What is Zoom-bombing?
Zoom-bombing refers to uninvited guests who crash Zoom meetings, most often through publicly available Zoom links.
Here are some basic precautions you can take to ensure Zoom-bombing does not interrupt your class or meeting. If you do experience a Zoom-bombing incident, please notify the IT Help Desk.
Reminders on using Zoom meetings
Remember that if you share a meeting link on social media,anyone with the link can join your meeting.
Here are some more specific pointers:
- Do not use your Personal Meeting ID (PMI) to host public events. Your PMI is basically one continuous meeting and you don't want people crashing that space whenever they want to. Instead, use a random meeting ID. Learn how in this video.
- Become familiar with Zoom's settings and features. You can protect your virtual space, for example, by using a Waiting Room to control attendees.
- Password protect your Zoom meetings.Here's how to require a password.You can also choose not to include the password in the meeting link.
- Do not use "Join Before Host." The Zoom Meeting Join Before Host option allows meeting participants, unwanted or not, to join your meeting before the host. It is always best for you to join as the host before allowing others to join so that you can see who is joining. If you must use the ‘Join Before Host’ option, you should assign a password to protect the meeting.
Manage screen sharing
You definitely don't want random people taking control of your screen during a meeting.

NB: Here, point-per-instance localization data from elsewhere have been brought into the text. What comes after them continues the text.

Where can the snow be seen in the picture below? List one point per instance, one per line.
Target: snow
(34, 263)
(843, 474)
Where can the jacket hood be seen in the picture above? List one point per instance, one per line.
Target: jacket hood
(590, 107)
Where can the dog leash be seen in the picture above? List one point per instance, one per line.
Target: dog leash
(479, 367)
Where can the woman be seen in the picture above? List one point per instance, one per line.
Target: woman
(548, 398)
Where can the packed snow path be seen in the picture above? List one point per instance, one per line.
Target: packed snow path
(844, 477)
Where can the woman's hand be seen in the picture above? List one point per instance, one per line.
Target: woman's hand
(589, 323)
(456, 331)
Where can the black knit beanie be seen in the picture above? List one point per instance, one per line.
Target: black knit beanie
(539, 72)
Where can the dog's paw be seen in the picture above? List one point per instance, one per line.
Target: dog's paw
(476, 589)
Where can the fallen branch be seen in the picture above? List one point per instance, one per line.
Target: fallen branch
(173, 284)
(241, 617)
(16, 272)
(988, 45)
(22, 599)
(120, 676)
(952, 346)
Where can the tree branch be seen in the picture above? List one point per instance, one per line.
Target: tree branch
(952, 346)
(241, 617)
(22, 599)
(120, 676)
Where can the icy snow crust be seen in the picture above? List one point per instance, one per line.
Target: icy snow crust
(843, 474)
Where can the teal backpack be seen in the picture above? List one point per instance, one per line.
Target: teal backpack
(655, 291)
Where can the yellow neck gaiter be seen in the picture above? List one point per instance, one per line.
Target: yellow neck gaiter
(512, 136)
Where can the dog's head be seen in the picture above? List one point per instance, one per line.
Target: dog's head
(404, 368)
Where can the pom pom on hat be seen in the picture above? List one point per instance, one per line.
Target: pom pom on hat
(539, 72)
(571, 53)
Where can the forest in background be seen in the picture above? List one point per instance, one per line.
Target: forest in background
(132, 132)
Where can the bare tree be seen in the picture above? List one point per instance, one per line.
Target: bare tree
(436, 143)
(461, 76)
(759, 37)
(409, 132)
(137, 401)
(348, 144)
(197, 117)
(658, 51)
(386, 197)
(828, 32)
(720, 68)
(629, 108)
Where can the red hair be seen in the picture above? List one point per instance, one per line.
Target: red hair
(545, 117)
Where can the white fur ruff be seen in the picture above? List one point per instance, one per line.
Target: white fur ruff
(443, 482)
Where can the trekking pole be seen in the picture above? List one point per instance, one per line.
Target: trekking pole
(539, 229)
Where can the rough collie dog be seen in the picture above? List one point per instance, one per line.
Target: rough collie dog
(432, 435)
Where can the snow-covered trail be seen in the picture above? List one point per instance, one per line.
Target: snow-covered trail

To prevent this, Zoom has changed the default screen sharing setting to "Only Host." To allow users to share during a Zoom call, you'll need to click on the arrow to the right of Share Screen and select Advanced Sharing Options. Then, under "Who can share?" select All Participants.
You can also lock the screen share by default for all of your meetings in your web settings.
- Allow only signed-in users to join: If someone tries to join your event and isn’t logged into Zoom with the email they were invited through, they will receive a message requiring them to sign in.
- Lock the meeting: When you lock a Zoom Meeting after it has started, no new participants can join, even if they have the meeting ID and password (if you have required one). In the meeting, click Participants at the bottom of your Zoom window. In the Participants pop-up, click the button that says Lock Meeting.
- Set up your own two-factor authentication: You don’t have to share the actual meeting link. Generate a random Meeting ID when scheduling your event and require a password to join. Then you can share that Meeting ID through a public setting/social media and only send the password to join by email or direct message.
- Remove unwanted or disruptive participants: From the Participants menu, you can hover over a participant’s name, and several options will appear, including Remove.
- Allow removed participants to rejoin: When you do remove someone, they can’t rejoin the meeting. But you can toggle your settings to allow removed participants to rejoin, in case you remove the wrong person.
- Put them on hold: You can put each participant on a temporary hold, including the attendees’ video and audio connections. Click on someone’s video thumbnail and select Start Attendee On Hold to activate this feature. Click Take Off Hold in the Participants list if/when you’re ready to have them back.
- Disable video: Hosts can turn someone’s video off. This will allow hosts to block unwanted, distracting, or inappropriate gestures on video.
- Mute participants: Hosts can mute/unmute individual participants or all of them at once. Hosts can block unwanted, distracting, or inappropriate noise from other participants. You can also enable Mute Upon Entry in your settings to keep the noise down in large meetings.
- Turn off file transfer: In-meeting file transfer allows people to share files through the in-meeting chat. Turn this off to keep the chat from getting unwanted content.
- Turn off annotation: You and your attendees can doodle and mark up content together using annotations during screen share. You can disable the annotation feature in your Zoom settings to prevent people from using it.
- Disable private chat: Zoom has in-meeting chat for everyone or participants can message each other privately. Restrict participants’ ability to chat with each another during your meeting. This prevents anyone from getting messages during the meeting.
Use a waiting room
One of the best ways to use Zoom for public events is to enable the Waiting Room feature. The Waiting Room is a virtual staging area that stops your guests from joining until you’re ready for them.
Meeting hosts can customize Waiting Room settings for additional control, and you can even personalize the message people see when they hit the Waiting Room so they know they’re in the right spot.